The Bank of Sierra Leone (BSL) has provided detailed reasons behind the resolution of Union Trust Bank Limited (UTB), describing the move as a necessary regulatory intervention aimed at protecting depositors, maintaining confidence in the banking sector, and safeguarding financial stability.
Speaking at a press conference held today at the Bank of Sierra Leone headquarters in Freetown, Governor Dr. Ibrahim L. Stevens explained that UTB had become insolvent after years of failing to meet the minimum capital requirements prescribed under the Banking Act, 2019.
According to the Governor, UTB’s paid-up capital stood at only NLe33.82 million as of December 2025, significantly below the required NLe122 million under the first phase of the banking sector capital framework. The bank had also accumulated retained losses of NLe328.52 million, resulting in a severely negative capital position.
Dr. Stevens noted that the Bank of Sierra Leone had engaged extensively with UTB over several years to help restore its financial health.
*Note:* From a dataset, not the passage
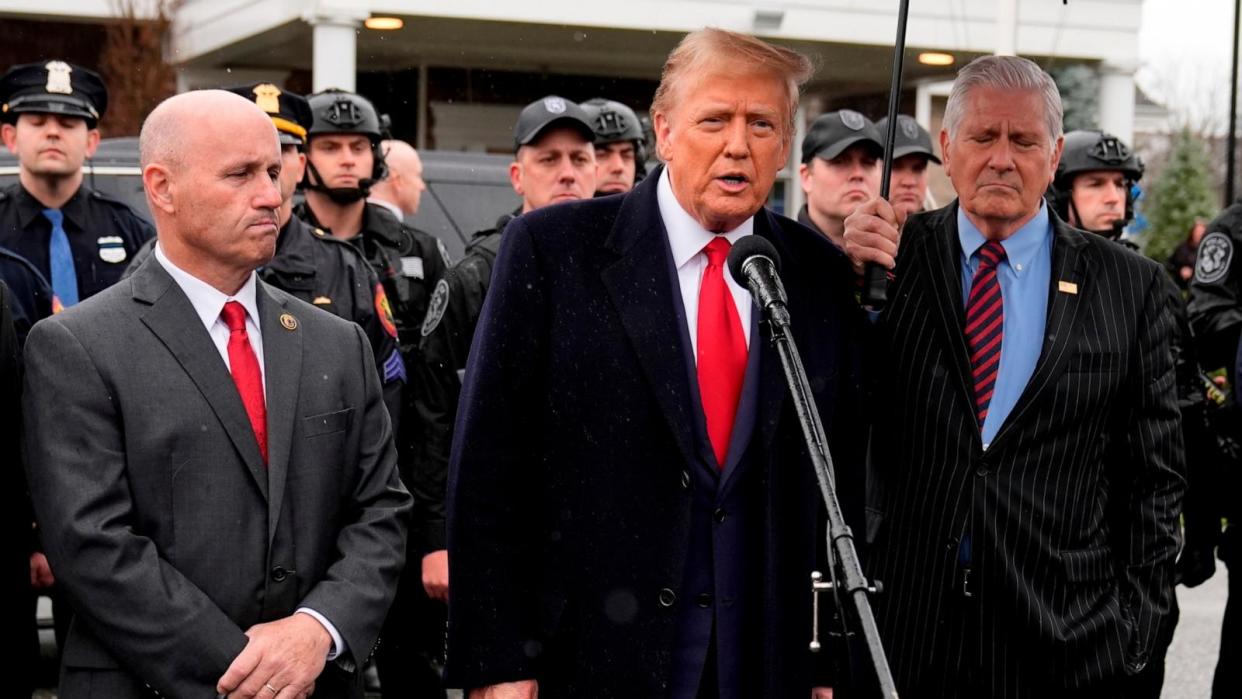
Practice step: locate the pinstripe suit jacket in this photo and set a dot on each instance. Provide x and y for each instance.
(1072, 509)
In September 2020, the institution was placed under Enhanced Supervision, with a Resident Examiner deployed to closely monitor its operations.
Despite repeated directives requiring shareholders and management to inject additional capital, strengthen governance, improve asset quality, and restore profitability, the bank was unable to recover.
An independent diagnostic and forensic review conducted by Ernst & Young Ghana in September 2024 confirmed that UTB’s financial condition had deteriorated significantly. The review found negative Tier 1 capital, worsening asset quality, failure of previous restoration plans, and no realistic prospects for recapitalisation under the existing ownership structure.
The Governor said that after exhausting all reasonable recovery options, the Bank of Sierra Leone concluded that resolution was the only viable course of action.
To facilitate an orderly resolution, the central bank conducted market-sounding exercises, engaged potential investors, worked closely with the International Monetary Fund (IMF), and secured government support to bridge any funding gap required to protect depositors.
Following a fit-and-proper assessment, Rokel Commercial Bank (RCB) was selected as the acquiring institution.
On December 8, 2025, UTB was formally placed under resolution for a six-month period under the Banking Act, 2019. A Caretaker Management Team was appointed, while Kreston Accountants SL Ltd was engaged to facilitate the transfer process and manage the bank’s non-performing assets.
Under the Purchase and Assumption (P&A) framework adopted by the Bank of Sierra Leone, UTB’s performing assets and customer deposits have been successfully transferred to Rokel Commercial Bank. Non-performing and impaired assets were excluded from the transfer and remain under the management of Kreston Accountants SL Ltd for recovery and orderly wind-down.
The Governor also announced that all UTB staff would be transferred to Rokel Commercial Bank. Additionally, the Government of Sierra Leone has agreed to fund the payment of End of Service Benefits for all affected employees, citing social stability and employee welfare considerations.
The transfer process was successfully completed on June 16, 2026.
Dr. Stevens emphasized that the resolution was not a conventional corporate takeover but a regulatory action carried out under the provisions of the Banking Act, 2019, and aligned with international best practices for bank resolution.
He concluded that the successful completion of the transfer marks an important milestone in strengthening the resilience, stability, and credibility of Sierra Leone’s banking sector while ensuring the protection of depositors and the broader financial system.